Entrando ad Anagni ci si chiede se quella che fu l’antica capitale religiosa della Confederazione Ernica, quella che fu la dimora di imperatori e papi, è ancora una città d’arte o non sia piuttosto da considerarsi una città relitto, simile a quegli antichi galeoni spagnoli dimenticati negli abissi degli oceani.

Il primo elemento che balza agli occhi è la sporcizia, la presenza di rifiuti ovunque, anche nelle acque putride di quelle che, ad uno sguardo più attento, rivelano essere delle fontane pubbliche.

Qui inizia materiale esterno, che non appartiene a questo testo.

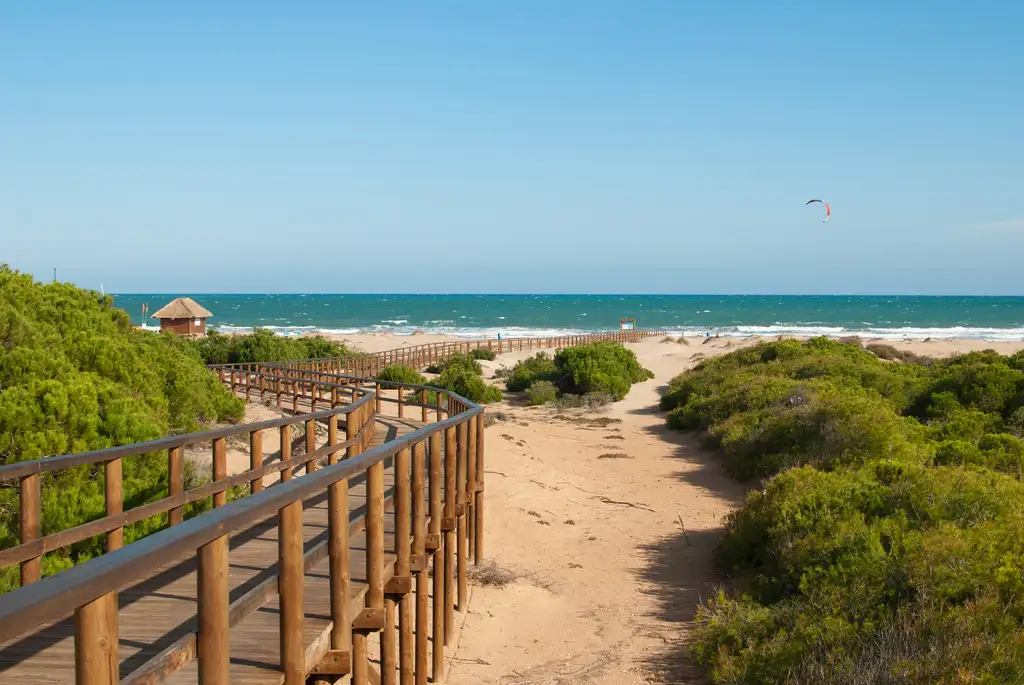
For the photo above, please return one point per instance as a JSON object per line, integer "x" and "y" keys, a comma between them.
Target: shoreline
{"x": 379, "y": 342}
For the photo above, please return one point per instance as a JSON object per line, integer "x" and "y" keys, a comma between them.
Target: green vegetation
{"x": 459, "y": 360}
{"x": 525, "y": 373}
{"x": 603, "y": 372}
{"x": 542, "y": 392}
{"x": 263, "y": 345}
{"x": 886, "y": 546}
{"x": 399, "y": 373}
{"x": 75, "y": 376}
{"x": 463, "y": 375}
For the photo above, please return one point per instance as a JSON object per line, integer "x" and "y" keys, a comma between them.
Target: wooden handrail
{"x": 437, "y": 498}
{"x": 90, "y": 589}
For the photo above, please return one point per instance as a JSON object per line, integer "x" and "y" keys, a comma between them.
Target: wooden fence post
{"x": 30, "y": 526}
{"x": 255, "y": 459}
{"x": 114, "y": 491}
{"x": 419, "y": 560}
{"x": 213, "y": 638}
{"x": 460, "y": 503}
{"x": 448, "y": 524}
{"x": 175, "y": 484}
{"x": 96, "y": 642}
{"x": 436, "y": 493}
{"x": 338, "y": 549}
{"x": 478, "y": 495}
{"x": 291, "y": 591}
{"x": 219, "y": 469}
{"x": 286, "y": 450}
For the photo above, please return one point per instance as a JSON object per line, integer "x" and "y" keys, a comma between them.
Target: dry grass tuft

I resti delle feste improvvisate e della bisboccia notturna organizzata da improbabili avventori che non conoscono l’uso dei cestini per i rifiuti, che peraltro scarseggiano, vengono occultati soltanto dalle erbacce infestanti e coperti dai licheni e dal muschio che “fiorisce” di tanto in tanto, in prossimità di canaline naturali e di pozzanghere ristagnanti che permangono là dove non batte mai il sole. La prestigiosa  società cui qualche anno fa è stato appaltato il servizio di gestione dei rifiuti ( a proposito: come sta lo stato dell’arte? Non doveva essere affidato il servizio a nuovo gestore? Storie di ordinari contenziosi ad Anagni!) è la grande assente nella città murata che, evidentemente  non vede più una ramazza od un mezzo di raccolta da molte lune.

E che dire del selciato o dei marmittoni in basalto che saltano fuori dalla propria sede uno dietro l’altro  sotto il peso degli anni (pochi) e dei mezzi degli pneumatici delle auto e dei mezzi pesanti?

Che tipo di metodo e di materiali sono stati utilizzati per la posa in opera del pavimento delle nostre strade e delle nostre piazze? Esiste un’attività di monitoraggio dei vicoli, delle piazzette, delle strade di Anagni? Che tipo di manutenzione viene effettuata?

La ciliegina sulla torta la troviamo all’uscita del nostro centro storico, presso Porta Cerere, in  piazza Marconi: si tratta del museo più inaugurato del mondo e mai aperto al pubblico, il famoso museo archeologico “Enrico” (così come descritto nel pannello affisso ormai da anni sulla parete del palazzo oggetto di ristrutturazione i cui lavori non sono mai stati completati): ricordiamo il “rapporto sulla Città” di qualche anno fa, le foto illustrative dell’inaugurazione da parte dell’allora candidato alle elezioni regionali, lo stesso che oggi risulta essere sotto processo per peculato e per il quale sono stati chiesti cinque anni di reclusione con tanto di interdizione dai pubblici uffici.

Ci sembra proprio che questa nostra città, dal grande passato, faro di civiltà e cultura nei tempi che si sono succeduti, meriterebbe un trattamento migliore da parte di chi avrebbe la “responsabilità” (parola grossa) di trasmettere ai posteri la memoria e la bellezza di chi ci ha consegnato un gioiello che, da qualche anno, qualcuno ha voluto gettare nel fango.  

                                                                                              Giuseppe  Russo.